Denn ich mich unter solchem Volk befand, deren Freundschaft ich mich nit länger als die Zeit, da wir ihrer mächtig und sie schwach waren, zu versehen hatte, auch nicht wusste, was Volk wir vor uns hatten, welche dieser Provinz Variquecemeto Feinde waren, und da es wohl zu ermessen war, dass es ein wehrsam Volk wäre, derweil die dieser Flecken (welche die stärksten an Gebäu und Volk waren) Feindschaft mochten erleiden und widerstehn.
Dieses alles kundt mich aber fortzuziehen und meinen fürgenommenen Weg weiterzureisen nicht verhindern, denn wir uns wenigs Guts zu versehen hätten, wenn wir wieder zurückzogen und bei der Nation Xaguas der Kranken Gesundheit erwarteten.

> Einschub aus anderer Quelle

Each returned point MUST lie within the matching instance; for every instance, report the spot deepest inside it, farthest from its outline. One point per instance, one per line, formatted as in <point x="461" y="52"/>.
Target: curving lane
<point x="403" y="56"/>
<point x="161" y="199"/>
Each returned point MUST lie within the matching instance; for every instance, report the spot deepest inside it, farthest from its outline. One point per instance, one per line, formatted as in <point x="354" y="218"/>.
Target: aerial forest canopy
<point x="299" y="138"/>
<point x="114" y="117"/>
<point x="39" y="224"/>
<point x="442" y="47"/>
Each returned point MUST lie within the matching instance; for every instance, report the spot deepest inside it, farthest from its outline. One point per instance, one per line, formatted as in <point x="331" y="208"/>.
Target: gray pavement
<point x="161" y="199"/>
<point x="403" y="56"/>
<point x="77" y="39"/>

Denn das würde uns von den naturales oder Indios für Furcht und Zagheit angerechnet worden sein, sich gegen uns zu erheben.
Also, unter zweien bösen das wenigest arge zu wählen, zog ich dergestalt, wie vorgesagt, mehr Zigeunern und Krüpplen, denn Kriegsleuten gleich, meiner Wege. Mit wurden von diesen Pueblos oder Flecken bei zweihundert Indios (unsern Plunder zu tragen, auch den Weg bis ins Gesicht der Flecken ihrer Feinde, welche ein ander nation Cuybas geheissen) zugegeben, denenich zusagte, sie aus der Feinde Land an ihre Gewahrsame wieder zu begleiten. Denn, wie ihr zuvor habt gehöret, so ward unser Trossvolk grösstenteils die Kranken zu tragen gebraucht.

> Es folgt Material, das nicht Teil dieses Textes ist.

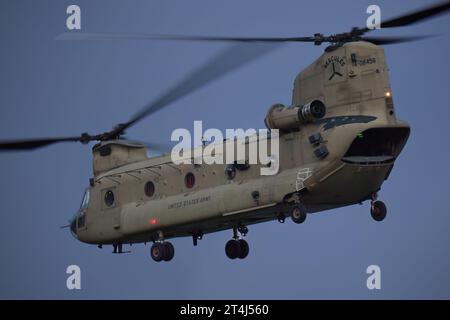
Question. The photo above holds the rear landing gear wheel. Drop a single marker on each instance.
(244, 249)
(298, 213)
(233, 249)
(162, 251)
(157, 251)
(378, 211)
(169, 251)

Als wir aber diese Indios, so uns den Plunder trugen, fürgehen liessen und ihrer keine Acht hatten, auch von uns ihnen garkeinen Betrugs besorgten, allein vermeinend, dass sie so voraneilten, weil sie so schwer beladen gingen und die Last zu ringern suchten, da trugen sie diesen Plunder nit über zwo Meil Wegs und liessen es allem im weiten Feld (am Weg, da wir fürziehen mussten) stehn und gingen davon, vielleicht besorgend, wir würden sie bin in ihrer Feinde Land bringen und sie alsdann zwingen uns ferner zu dienen, auch des Zugesagten nit Glauben halten.

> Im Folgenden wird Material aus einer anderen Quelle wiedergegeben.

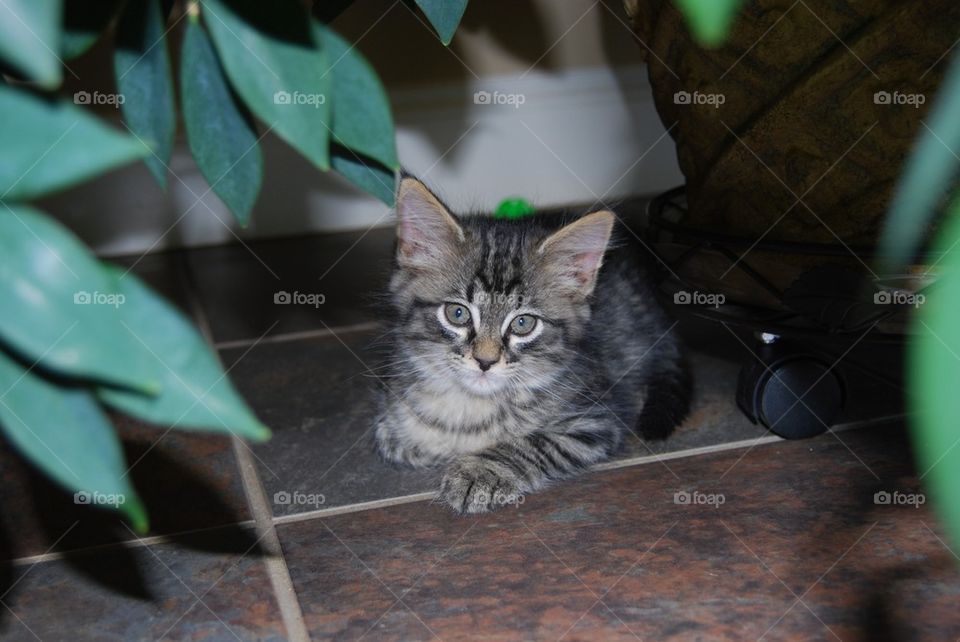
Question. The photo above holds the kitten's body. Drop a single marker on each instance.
(602, 360)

Nun hatten wir aber solchen Plunder fortzubringen nicht Leute. Es war uns auch nicht zu tun, den Plunder unter die Christen auszuteilen. Denn der Gesunden wenig waren, und wenn dieselben erst beladen und dadurch müde wären worden, so hätten wir den Feinden, wenn sie uns angerannt hätten, keinen Widerstand tun mögen. Klaubten also das Nötigest, so wir bedurften, daraus, solches unter den Christen austeilend; und den Rest liess ich abwegs vergraben, bis auf die Wiederkunft; denn ihn fortzubringen sonst kein Mittel vorhanden war. Denn es waren uns die Indios, so uns den Weg zeigen sollten, wie vorgesagt, entlaufen, doch zu allem Glücke ein kleins Knäblein und ein indianisch Weib, die den Indios, die uns verlassen, nicht folgen kundten, unter uns und bei den Christen geblieben, von denen die India der Cuybas Sprach etwas kundte, aber doch nit wolte gestehen, dass sie den Weg wüsste.
[Fortsetzung folgt]
Abbildungen
Die Bilder indianischer Hängematten: Ciudad Virtual de Antropología y Arqueología, Argentinien (de Oviedo, 1535, unten, de Benzoni, 1563, 2.v.u.).
Anmerkungen
(1) Acarigua; Stadt mit knapp 200.000 Einwohnern im venezolanischen Bundesstaat Portuguesa. Vor der spanischen Eroberung hatte die Siedlung mehr als 20000 Einwohnern. Bei Philipp von Hutten: Hacernigua
(2) Der offizielle Auftrag der Konquistadoren im Sold der Welser lautete, den Weg zum "Südmeer" zu finden, das heißt: die "Gewürzinseln", die man dort vermutete. Die Molukken, die die Portugiesen entdeckt hatte, waren aber in Asien, nicht in Südamerika.